Similarly, mental models provide an internal picture of how the world works. We should continuously upgrade and improve the quality of this picture. This means reading widely from good books, studying the fundamentals of seemingly unrelated fields, and learning from people with wildly different life experiences.
The mind's eye needs a variety of mental models to piece together a complete picture of how the world works. The more sources you have to draw upon, the clearer your thinking becomes. As the philosopher Alain de Botton notes, “The chief enemy of good decisions is a lack of sufficient perspectives on a problem.”

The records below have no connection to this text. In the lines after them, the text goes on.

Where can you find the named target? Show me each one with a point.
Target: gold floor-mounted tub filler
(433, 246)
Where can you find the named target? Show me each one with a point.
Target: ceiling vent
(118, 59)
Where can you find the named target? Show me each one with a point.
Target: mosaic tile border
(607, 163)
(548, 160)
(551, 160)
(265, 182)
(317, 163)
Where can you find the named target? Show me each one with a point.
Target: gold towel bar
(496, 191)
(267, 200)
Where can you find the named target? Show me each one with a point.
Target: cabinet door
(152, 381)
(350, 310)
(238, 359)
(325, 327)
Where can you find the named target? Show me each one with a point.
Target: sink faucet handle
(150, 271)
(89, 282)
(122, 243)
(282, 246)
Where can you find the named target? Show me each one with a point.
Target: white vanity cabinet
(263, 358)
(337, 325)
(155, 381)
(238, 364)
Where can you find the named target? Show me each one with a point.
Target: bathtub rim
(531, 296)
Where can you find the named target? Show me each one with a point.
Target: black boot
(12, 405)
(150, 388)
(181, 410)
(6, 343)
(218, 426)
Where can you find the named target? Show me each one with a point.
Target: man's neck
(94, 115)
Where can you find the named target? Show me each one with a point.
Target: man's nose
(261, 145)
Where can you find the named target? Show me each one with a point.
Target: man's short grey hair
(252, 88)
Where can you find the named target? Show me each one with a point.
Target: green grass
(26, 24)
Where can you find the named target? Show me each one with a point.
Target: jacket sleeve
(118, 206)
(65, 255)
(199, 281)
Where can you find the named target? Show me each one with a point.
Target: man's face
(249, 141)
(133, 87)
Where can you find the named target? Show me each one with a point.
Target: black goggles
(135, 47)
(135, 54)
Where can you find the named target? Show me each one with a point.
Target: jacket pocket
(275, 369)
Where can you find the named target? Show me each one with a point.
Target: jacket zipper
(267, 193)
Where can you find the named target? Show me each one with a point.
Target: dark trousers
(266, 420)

The Pursuit of Liquid Knowledge

In school, we tend to separate knowledge into different silos—biology, economics, history, physics, philosophy. In the real world, information is rarely divided into neatly defined categories. In the words of Charlie Munger, “All the wisdom of the world is not to be found in one little academic department.”
World-class thinkers are often silo-free thinkers. They avoid looking at life through the lens of one subject. Instead, they develop “liquid knowledge” that flows easily from one topic to the next.
This is why it is important to not only learn new mental models, but to consider how they connect with one another. Creativity and innovation often arise at the intersection of ideas. By spotting the links between various mental models, you can identify solutions that most people overlook.

Tools for Thinking Better

Here's the good news:
You don't need to master every detail of every subject to become a world-class thinker. Of all the mental models humankind has generated throughout history, there are just a few dozen that you need to learn to have a firm grasp of how the world works.
Many of the most important mental models are the big ideas from disciplines like biology, chemistry, physics, economics, mathematics, psychology, philosophy. Each field has a few mental models that form the backbone of the topic. For example, some of the pillar mental models from economics include ideas like Incentives, Scarcity, and Economies of Scale.
If you can master the fundamentals of each discipline, then you can develop a remarkably accurate and useful picture of life. To quote Charlie Munger again, “80 or 90 important models will carry about 90 percent of the freight in making you a worldly-wise person. And, of those, only a mere handful really carry very heavy freight.”
I've made it a personal mission to uncover the big models that carry the heavy freight in life. After researching more than 1,000 different mental models, I gradually narrowed it down to a few dozen that matter most. I've written about some of them previously, like entropy and inversion, and I'll be covering more of them in the future. If you're interested, you can browse my slowly expanding list of mental models.
My hope is to create a list of the most important mental models from a wide range of disciplines and explain them in a way that is not only easy to understand, but also meaningful and practical to the daily life of the average person. With any luck, we can all learn how to think just a little bit better.